C’è chi quella sfida l’ha vissuta da entrambe le parti, conoscendone il peso emotivo e il valore simbolico. Cristian Agnelli, foggiano doc, ha legato gran parte della sua carriera alla maglia rossonera, indossata dalle giovanili fino al 2002 e poi nuovamente nel 2009/10 e dal 2012 al 2019, diventandone uno dei volti più rappresentativi, avendo indossato anche la fascia da capitano; nel 2017 conquistò una promozione in B. Nel suo percorso c’è stato anche un passaggio importante alla Salernitana nella stagione 2006/2007, un anno rimasto vivo nei ricordi per l’ambiente e per l’intensità vissuta all’Arechi. L’ex centrocampista, tra le altre anche di Benevento, Sorrento e Cerignola, era in campo sia nell’ultima sfida tra le due squadre, il 23 dicembre 2018, decisa per i granata da un gol di Vitale, sia nella penultima, vinta con un netto 3-0 dai satanelli, il 21 dicembre 2017.
L’ex centrocampista, ora secondo di Alberto Aquilani al Catanzaro, ha aperto il suo intervento parlando del campionato e del momento delle due squadre. Nel Foggia milita il figlio Gerardo, classe 2006, centrocampista come il papà: “Seguo la Serie C con piacere, anche perché mio figlio gioca nel Foggia. I risultati possono sembrare altalenanti, ma va fatta una distinzione chiara: Salernitana e Foggia stanno facendo due campionati diversi. La Salernitana ha valori e obiettivi differenti. È vero che entrambe hanno faticato nell’ultimo periodo, ma il Foggia ha raccolto qualcosa in più rispetto all’inizio, mentre Salerno resta una realtà di alto livello”.
Agnelli non nasconde il legame emotivo con entrambe le piazze: “Essendo foggiano e avendo giocato tanti anni nella mia città, il Foggia mi suscita emozioni fortissime. Non c’è paragone. Però a Salerno ho vissuto un anno bellissimo, nel 2006/2007: facemmo un buon campionato e giocare all’Arechi fu davvero emozionante. È uno stadio affascinante, dove tornare anche da avversario ti fa sempre un certo effetto”.

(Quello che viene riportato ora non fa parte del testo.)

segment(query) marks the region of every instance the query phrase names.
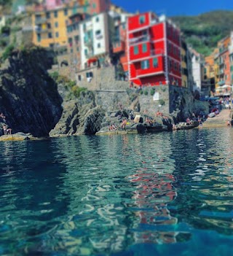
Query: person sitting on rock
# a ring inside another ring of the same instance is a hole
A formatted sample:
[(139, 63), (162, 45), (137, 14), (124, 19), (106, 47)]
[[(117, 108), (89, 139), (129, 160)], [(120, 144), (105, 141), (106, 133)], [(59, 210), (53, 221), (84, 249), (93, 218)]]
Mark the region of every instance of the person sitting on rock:
[(7, 135), (7, 126), (6, 125), (3, 125), (2, 128), (3, 128), (3, 131), (4, 133), (4, 135)]
[(12, 129), (11, 129), (11, 128), (7, 128), (7, 135), (12, 134)]
[(108, 130), (109, 130), (109, 131), (112, 131), (112, 124), (111, 124), (111, 125), (109, 125)]
[(6, 122), (6, 117), (3, 115), (3, 113), (0, 114), (0, 117), (1, 117), (4, 122)]
[(176, 125), (175, 125), (175, 123), (173, 123), (173, 131), (176, 131), (177, 130), (177, 127)]
[(189, 117), (186, 118), (186, 123), (187, 123), (187, 125), (191, 125), (191, 120), (190, 120)]
[(146, 123), (149, 123), (149, 125), (151, 125), (152, 120), (149, 117), (146, 117)]
[(124, 119), (122, 124), (121, 124), (121, 128), (122, 130), (125, 130), (125, 126), (126, 126), (126, 124), (127, 124), (127, 120), (126, 119)]

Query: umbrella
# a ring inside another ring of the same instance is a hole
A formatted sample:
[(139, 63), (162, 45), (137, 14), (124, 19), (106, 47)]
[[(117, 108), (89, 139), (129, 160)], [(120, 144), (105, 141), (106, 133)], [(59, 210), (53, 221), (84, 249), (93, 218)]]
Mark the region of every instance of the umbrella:
[(230, 88), (231, 85), (224, 85), (221, 88), (224, 88), (224, 89), (225, 89), (225, 88)]

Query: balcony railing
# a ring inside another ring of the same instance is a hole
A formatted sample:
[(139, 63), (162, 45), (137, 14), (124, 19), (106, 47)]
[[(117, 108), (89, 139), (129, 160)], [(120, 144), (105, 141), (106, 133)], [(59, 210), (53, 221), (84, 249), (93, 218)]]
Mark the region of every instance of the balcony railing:
[(233, 44), (232, 44), (232, 45), (230, 45), (230, 46), (229, 47), (229, 54), (233, 53)]
[(141, 42), (146, 42), (146, 41), (149, 41), (149, 39), (150, 39), (150, 36), (149, 35), (143, 35), (141, 36), (138, 36), (138, 37), (135, 37), (129, 39), (129, 44), (134, 44)]
[(35, 23), (36, 24), (42, 24), (42, 23), (45, 23), (47, 22), (47, 18), (40, 18), (39, 19), (36, 19)]
[(157, 71), (149, 71), (148, 69), (139, 69), (136, 71), (136, 76), (140, 77), (146, 77), (146, 75), (157, 75), (157, 74), (164, 74), (165, 71), (163, 70), (157, 70)]
[(145, 54), (147, 54), (147, 56), (143, 55), (143, 57), (141, 57), (140, 55), (134, 55), (133, 58), (130, 60), (131, 62), (138, 62), (141, 61), (142, 58), (144, 59), (146, 57), (159, 57), (159, 56), (163, 56), (165, 54), (165, 52), (162, 49), (154, 49), (154, 50), (151, 50), (150, 51), (148, 51), (147, 53), (144, 53)]
[(125, 43), (123, 41), (115, 42), (113, 44), (114, 53), (124, 51), (125, 50)]
[(224, 80), (219, 81), (218, 82), (218, 85), (225, 85), (225, 81), (224, 81)]

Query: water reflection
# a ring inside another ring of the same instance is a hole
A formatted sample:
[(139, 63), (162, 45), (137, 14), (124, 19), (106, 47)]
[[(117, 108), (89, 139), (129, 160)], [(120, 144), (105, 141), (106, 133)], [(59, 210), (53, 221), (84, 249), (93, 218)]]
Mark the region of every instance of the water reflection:
[(202, 129), (2, 143), (0, 254), (137, 255), (143, 247), (145, 255), (194, 255), (195, 246), (227, 255), (232, 135)]

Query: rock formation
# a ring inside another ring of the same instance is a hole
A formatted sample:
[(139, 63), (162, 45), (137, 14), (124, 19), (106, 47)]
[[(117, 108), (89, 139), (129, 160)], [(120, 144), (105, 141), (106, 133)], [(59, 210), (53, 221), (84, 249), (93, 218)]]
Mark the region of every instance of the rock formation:
[(35, 47), (14, 52), (8, 67), (0, 70), (0, 113), (14, 133), (48, 136), (58, 122), (62, 98), (47, 71), (52, 61), (52, 53)]

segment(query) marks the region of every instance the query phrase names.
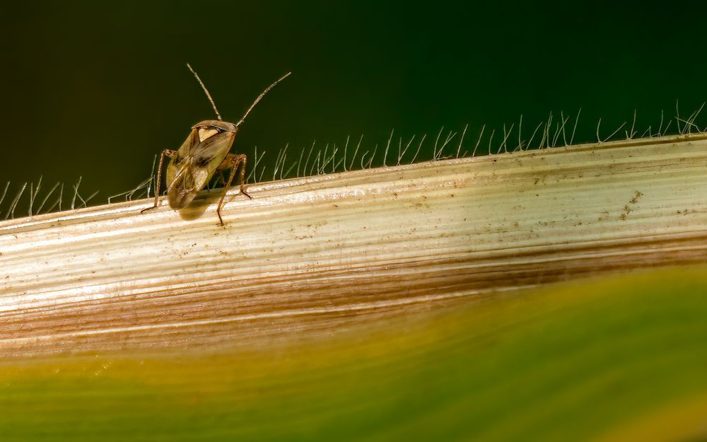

Parlando dei granata, l’ex Foggia ha sottolineato qualità e prospettive: “La Salernitana è una squadra forte, con un allenatore valido. Faggiano ha costruito un organico importante e sono convinto che se la giocherà fino alla fine. In alto la classifica è apertissima e Salerno ha tutte le carte in regola per restarci. Bisognerebbe vivere lo spogliatoio per capire fino in fondo certe dinamiche. Io sono sempre stato un sostenitore del gruppo e dei leader. Alla fine sono i calciatori a scendere in campo, a risolvere i problemi e a vivere il momento della partita. Allenatore e società sono fondamentali, ma senza una squadra viva e compatta non si va lontano. E a Salerno, con il supporto del pubblico, queste energie possono fare la differenza”.
L’ex granata ha poi rievocato alcune partite vissute da avversario all’Arechi: “Ricordo un Salernitana-Foggia 0-3, ma anche un 2-2 con De Zerbi in panchina. In quella gara lo stadio era impressionante: negli ultimi minuti sembrava spingere il pallone in porta. Da avversario è durissima, serve grande personalità. Per fare punti a Salerno bisogna essere concentrati al massimo”.
Infine, una riflessione più ampia sul calcio e sulle responsabilità da parte dell’ex centrocampista: “Proporre un buon calcio è importante, ma senza mai dimenticare grinta e duelli. L’allenatore spesso diventa il capro espiatorio di tutto, ma bisognerebbe giudicare se una squadra è viva o morta. Raffaele è un allenatore che lavora tanto e bene. A Salerno vincere sempre non è semplice, serve equilibrio. Confido molto anche in Faggiano: difenderà le sue scelte, perché in piazze così grandi non è facile per nessuno”.